The court found, however, that “neither these paragraphs, nor the remainder of Windage’s complaint, provide a factual context to suggest an agreement. While the quoted paragraphs, like the allegations in Twombly, allege a conspiracy in form, the only facts provided are that the USGA determined that Windage’s device does not conform to the Rules of Golf and unidentified golf retailers have refused to sell the device. However, Windage does not provide a plausible factual context in which the USGA, golf pro shops, and golf retailers would conspire to interpret the Rules of Golf to exclude Windage’s product. Windage does not allege that the USGA or the golf retail stores are direct competitors of Windage, or that they have a financial incentive to interpret the Rules of Golf to exclude Windage’s device. Although Windage alleges a group boycott, the golf retailers’ decisions not to stock the Windage device could just as well be independent self-interested behavior in response to golfers’ desire to play with products that conform to the Rules of Golf, as Windage itself avers in the Complaint. Windage has not alleged that the USGA, a non-profit entity, and its unnamed co-conspirators support a competitor of Windage, or that they have an economic motivation to exclude the Windage device. Therefore, the golf retailers’ parallel refusals to sell the Windage device does not create a plausible inference that the USGA and the golf retailers reached a preceding agreement.

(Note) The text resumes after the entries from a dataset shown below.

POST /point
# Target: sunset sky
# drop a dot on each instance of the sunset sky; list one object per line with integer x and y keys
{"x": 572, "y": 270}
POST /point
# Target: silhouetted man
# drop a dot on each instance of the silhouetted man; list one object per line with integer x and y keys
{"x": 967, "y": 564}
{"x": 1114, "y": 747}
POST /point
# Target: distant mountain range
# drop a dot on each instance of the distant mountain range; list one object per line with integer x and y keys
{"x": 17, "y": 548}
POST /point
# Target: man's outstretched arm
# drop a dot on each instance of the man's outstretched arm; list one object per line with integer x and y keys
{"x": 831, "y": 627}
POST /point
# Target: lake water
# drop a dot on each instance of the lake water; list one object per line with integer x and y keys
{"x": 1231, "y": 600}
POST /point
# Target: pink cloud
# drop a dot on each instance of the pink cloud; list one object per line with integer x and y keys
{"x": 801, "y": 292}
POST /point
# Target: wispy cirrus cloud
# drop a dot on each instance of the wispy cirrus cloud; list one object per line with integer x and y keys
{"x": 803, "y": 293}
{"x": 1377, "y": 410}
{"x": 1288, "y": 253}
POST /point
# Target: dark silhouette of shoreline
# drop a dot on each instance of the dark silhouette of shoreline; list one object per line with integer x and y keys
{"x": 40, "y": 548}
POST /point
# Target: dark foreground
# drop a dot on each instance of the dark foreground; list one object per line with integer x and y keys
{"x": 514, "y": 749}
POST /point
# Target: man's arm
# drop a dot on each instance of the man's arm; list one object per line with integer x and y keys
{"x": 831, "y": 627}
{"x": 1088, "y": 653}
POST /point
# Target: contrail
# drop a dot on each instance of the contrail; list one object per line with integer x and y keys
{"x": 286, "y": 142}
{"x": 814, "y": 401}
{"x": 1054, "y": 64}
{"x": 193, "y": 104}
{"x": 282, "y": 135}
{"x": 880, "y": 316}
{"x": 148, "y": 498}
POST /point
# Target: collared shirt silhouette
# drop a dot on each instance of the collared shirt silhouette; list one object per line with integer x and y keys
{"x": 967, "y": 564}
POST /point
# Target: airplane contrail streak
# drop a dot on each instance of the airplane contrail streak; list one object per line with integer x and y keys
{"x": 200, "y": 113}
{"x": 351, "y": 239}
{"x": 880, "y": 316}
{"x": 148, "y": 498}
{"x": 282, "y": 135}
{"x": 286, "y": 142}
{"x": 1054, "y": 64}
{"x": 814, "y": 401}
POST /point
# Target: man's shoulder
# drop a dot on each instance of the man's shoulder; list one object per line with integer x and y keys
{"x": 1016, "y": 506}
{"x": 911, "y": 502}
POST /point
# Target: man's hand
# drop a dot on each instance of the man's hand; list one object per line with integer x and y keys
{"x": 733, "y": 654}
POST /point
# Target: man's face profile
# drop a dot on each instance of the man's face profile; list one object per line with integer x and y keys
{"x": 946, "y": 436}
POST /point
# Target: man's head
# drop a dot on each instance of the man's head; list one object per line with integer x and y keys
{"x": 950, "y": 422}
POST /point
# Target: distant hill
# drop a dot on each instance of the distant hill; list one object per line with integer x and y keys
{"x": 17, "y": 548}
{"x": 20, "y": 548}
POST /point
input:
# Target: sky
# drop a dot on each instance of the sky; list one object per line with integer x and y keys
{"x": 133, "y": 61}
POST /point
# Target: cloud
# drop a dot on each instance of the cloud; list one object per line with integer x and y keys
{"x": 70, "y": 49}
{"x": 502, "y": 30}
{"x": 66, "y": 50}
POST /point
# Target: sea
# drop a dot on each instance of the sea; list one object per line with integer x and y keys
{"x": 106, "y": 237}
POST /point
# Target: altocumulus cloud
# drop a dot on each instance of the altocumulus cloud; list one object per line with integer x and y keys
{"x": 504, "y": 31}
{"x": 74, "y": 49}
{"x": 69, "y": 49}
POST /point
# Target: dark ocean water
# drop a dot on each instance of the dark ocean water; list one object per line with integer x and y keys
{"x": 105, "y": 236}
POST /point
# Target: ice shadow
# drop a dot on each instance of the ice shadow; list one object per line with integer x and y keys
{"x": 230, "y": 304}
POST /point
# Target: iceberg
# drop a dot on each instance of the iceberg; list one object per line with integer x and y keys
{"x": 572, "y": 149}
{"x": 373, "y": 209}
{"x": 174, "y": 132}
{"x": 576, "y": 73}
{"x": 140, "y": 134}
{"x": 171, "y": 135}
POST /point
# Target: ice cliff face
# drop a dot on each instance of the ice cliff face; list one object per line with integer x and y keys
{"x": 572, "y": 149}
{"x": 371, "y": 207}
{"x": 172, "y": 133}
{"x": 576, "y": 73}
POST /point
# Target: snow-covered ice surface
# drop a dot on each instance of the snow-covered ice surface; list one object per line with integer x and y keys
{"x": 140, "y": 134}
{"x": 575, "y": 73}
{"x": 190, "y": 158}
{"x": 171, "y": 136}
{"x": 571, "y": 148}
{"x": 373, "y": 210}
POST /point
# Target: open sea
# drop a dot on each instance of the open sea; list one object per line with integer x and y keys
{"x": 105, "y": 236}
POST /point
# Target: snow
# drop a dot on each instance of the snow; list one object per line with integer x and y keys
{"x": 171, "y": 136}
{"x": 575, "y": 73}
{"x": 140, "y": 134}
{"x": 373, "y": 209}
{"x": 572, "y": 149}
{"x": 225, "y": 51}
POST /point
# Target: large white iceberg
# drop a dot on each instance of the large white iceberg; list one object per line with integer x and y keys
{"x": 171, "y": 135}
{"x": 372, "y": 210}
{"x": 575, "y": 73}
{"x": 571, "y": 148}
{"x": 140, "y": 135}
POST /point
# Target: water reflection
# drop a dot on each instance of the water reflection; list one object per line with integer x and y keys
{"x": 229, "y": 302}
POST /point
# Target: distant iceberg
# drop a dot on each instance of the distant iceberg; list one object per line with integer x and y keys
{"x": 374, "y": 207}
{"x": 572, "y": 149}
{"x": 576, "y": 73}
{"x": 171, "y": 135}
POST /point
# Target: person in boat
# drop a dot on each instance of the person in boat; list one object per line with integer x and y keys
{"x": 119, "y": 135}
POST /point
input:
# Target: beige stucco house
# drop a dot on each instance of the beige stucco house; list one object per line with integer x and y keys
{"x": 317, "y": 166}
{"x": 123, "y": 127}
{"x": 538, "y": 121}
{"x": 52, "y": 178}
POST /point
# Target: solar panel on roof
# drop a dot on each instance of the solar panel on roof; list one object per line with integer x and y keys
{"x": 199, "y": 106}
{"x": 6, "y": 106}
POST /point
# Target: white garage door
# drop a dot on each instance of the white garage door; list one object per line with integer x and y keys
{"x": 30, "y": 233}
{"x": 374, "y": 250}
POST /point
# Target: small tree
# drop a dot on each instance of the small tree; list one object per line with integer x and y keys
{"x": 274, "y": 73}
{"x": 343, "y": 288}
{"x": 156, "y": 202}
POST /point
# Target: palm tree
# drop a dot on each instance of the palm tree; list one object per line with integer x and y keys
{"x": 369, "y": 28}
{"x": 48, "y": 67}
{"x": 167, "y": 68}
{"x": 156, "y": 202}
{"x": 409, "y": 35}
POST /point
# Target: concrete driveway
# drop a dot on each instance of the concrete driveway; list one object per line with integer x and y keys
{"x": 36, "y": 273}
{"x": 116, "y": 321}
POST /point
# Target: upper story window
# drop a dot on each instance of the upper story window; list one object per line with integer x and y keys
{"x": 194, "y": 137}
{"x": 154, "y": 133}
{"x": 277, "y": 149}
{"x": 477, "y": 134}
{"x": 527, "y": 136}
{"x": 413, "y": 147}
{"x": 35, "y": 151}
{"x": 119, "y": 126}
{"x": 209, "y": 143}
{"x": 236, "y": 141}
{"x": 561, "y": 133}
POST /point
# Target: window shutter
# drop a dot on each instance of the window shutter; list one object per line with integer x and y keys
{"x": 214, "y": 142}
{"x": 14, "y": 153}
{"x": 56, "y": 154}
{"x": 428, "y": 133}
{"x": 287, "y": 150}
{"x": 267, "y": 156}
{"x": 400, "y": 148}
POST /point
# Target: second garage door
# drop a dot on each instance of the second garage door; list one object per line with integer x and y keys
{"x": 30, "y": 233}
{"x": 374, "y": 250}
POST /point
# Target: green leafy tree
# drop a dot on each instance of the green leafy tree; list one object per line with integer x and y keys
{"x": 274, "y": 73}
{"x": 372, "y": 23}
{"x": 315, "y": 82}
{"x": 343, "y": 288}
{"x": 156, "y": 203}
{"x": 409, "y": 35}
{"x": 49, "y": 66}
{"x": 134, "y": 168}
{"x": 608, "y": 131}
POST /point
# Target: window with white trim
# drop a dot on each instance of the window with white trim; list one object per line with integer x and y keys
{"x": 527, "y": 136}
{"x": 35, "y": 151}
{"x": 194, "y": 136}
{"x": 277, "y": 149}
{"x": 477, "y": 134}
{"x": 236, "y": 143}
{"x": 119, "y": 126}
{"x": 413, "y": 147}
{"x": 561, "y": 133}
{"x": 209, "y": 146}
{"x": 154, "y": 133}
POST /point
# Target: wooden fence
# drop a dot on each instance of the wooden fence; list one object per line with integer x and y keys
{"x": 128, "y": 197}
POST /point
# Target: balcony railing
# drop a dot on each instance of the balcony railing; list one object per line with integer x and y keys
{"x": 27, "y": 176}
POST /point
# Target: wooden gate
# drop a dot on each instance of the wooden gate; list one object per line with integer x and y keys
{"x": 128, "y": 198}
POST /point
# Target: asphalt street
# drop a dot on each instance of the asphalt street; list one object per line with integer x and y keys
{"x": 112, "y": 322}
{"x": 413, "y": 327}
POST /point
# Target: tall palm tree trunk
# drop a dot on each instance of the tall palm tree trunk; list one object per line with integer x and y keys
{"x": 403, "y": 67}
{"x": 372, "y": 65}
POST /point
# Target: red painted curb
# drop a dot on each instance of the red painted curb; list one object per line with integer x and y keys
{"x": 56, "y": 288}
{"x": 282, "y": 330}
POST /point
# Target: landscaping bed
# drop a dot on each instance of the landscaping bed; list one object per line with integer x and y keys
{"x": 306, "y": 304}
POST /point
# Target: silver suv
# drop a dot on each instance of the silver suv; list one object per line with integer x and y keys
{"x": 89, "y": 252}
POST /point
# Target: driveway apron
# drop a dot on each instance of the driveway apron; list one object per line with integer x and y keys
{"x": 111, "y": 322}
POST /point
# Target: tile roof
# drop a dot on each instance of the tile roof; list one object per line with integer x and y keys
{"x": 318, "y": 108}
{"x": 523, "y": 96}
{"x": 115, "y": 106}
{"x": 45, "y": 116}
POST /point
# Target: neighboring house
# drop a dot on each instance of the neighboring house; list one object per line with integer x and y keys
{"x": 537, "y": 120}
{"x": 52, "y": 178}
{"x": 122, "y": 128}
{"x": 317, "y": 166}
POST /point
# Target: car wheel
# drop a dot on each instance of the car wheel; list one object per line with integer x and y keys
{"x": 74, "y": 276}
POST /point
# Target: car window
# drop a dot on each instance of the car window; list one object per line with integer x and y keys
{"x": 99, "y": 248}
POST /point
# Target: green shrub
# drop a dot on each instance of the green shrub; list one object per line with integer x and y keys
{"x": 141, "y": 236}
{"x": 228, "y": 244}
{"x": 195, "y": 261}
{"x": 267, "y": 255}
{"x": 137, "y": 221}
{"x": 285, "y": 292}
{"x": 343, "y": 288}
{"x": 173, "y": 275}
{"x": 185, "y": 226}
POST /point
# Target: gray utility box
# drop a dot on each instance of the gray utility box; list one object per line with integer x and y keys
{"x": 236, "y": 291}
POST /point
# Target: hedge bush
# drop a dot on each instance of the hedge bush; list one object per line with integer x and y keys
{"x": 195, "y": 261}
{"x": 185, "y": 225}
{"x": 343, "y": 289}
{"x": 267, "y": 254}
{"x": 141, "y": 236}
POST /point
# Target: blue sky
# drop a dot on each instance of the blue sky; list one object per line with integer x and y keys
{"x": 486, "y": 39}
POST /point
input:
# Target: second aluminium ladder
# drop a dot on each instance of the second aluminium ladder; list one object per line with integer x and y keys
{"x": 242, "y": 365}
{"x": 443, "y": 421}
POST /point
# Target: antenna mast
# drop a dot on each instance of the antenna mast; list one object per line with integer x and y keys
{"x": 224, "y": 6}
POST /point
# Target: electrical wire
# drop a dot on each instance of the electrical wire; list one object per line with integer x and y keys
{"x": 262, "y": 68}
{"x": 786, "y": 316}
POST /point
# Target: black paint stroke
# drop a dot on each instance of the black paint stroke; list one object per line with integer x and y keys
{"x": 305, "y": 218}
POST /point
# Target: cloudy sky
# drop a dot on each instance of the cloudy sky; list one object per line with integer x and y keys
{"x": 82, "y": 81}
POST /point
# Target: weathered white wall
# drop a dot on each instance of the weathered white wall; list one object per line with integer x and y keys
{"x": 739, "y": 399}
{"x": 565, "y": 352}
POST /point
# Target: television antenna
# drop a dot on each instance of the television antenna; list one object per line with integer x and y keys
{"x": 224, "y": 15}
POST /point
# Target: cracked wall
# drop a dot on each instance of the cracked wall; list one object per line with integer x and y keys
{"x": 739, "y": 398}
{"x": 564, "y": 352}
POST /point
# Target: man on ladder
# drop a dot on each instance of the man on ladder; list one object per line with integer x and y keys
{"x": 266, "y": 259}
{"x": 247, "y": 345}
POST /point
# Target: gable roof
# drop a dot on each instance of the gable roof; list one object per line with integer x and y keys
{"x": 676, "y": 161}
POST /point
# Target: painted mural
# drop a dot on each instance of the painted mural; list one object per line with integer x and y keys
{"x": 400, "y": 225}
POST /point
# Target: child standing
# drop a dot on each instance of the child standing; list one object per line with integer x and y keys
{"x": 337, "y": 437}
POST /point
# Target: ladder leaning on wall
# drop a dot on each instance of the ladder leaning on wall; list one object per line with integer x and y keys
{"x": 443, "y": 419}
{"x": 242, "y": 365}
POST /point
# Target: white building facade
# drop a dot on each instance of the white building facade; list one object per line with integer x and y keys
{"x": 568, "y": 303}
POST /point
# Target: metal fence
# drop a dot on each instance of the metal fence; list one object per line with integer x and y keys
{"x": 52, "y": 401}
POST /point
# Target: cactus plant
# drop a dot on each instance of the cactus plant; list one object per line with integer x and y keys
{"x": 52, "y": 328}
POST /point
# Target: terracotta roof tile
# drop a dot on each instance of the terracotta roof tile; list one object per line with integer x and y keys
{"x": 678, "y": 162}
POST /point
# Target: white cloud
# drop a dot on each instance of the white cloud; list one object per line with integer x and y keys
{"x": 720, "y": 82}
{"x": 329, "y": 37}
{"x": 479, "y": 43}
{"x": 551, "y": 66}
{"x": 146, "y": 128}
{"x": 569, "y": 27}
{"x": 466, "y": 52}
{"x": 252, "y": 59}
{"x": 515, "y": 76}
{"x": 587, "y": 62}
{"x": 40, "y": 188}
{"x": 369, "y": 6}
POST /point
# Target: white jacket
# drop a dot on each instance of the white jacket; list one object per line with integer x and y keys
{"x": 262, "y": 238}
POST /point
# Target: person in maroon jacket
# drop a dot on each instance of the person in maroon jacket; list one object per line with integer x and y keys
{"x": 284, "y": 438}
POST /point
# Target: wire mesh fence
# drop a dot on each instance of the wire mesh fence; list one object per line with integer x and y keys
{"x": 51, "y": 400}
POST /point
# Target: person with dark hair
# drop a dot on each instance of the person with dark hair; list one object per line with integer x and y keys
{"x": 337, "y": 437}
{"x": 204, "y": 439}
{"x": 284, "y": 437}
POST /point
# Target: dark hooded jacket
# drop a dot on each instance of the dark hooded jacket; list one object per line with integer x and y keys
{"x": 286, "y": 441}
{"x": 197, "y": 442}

Among its arguments, Windage suggested that the USGA “made an exception to Rule 14-3(b) to allow the use of laser and Global Positioning System that measure distance in certain circumstances. Windage contends it is ‘arbitrary,’ ‘inconsistent,’ ‘unfair,’ ‘unreasonable,’ and ‘unjustified’ for the USGA to make an exception to Rule 14-3(b) for distance devices while excluding wind devices.
“However, so long as [the USGA] made game-defining rules decisions based upon its purpose as a sports organization, an antitrust court need not be concerned with the rationality or fairness of those decisions. Irrational decisions and unfair treatment of suppliers will result in an unpopular game, and players and spectators will take their entertainment dollars elsewhere. Although Windage is dissatisfied with the USGA’s ruling and golf retailers’ reluctance to sell the Windage device, it cannot proceed to costly antitrust discovery by conclusorily labeling the conduct as a conspiracy and a group boycott.”
Windage, LLC v. United States Golf Association, and unnamed co-conspirators; D.Minn.; Civ. No. 07-4897 ADM/AJB; 2008 U.S. Dist. LEXIS 51065; 7/2/08
Attorneys of Record: (for plaintiff) Stanford P Hill, LEAD ATTORNEY, Bassford Remele, PA, Mpls, MN. (for defendant) Joseph W Anthony, LEAD ATTORNEY, Courtland C Merrill, Anthony Ostlund Baer Louwagie & Ross PA, Mpls, MN; Lee N Abrams, Mark McLaughlin, LEAD ATTORNEYS, Mayer Brown LLP, Chicago, IL.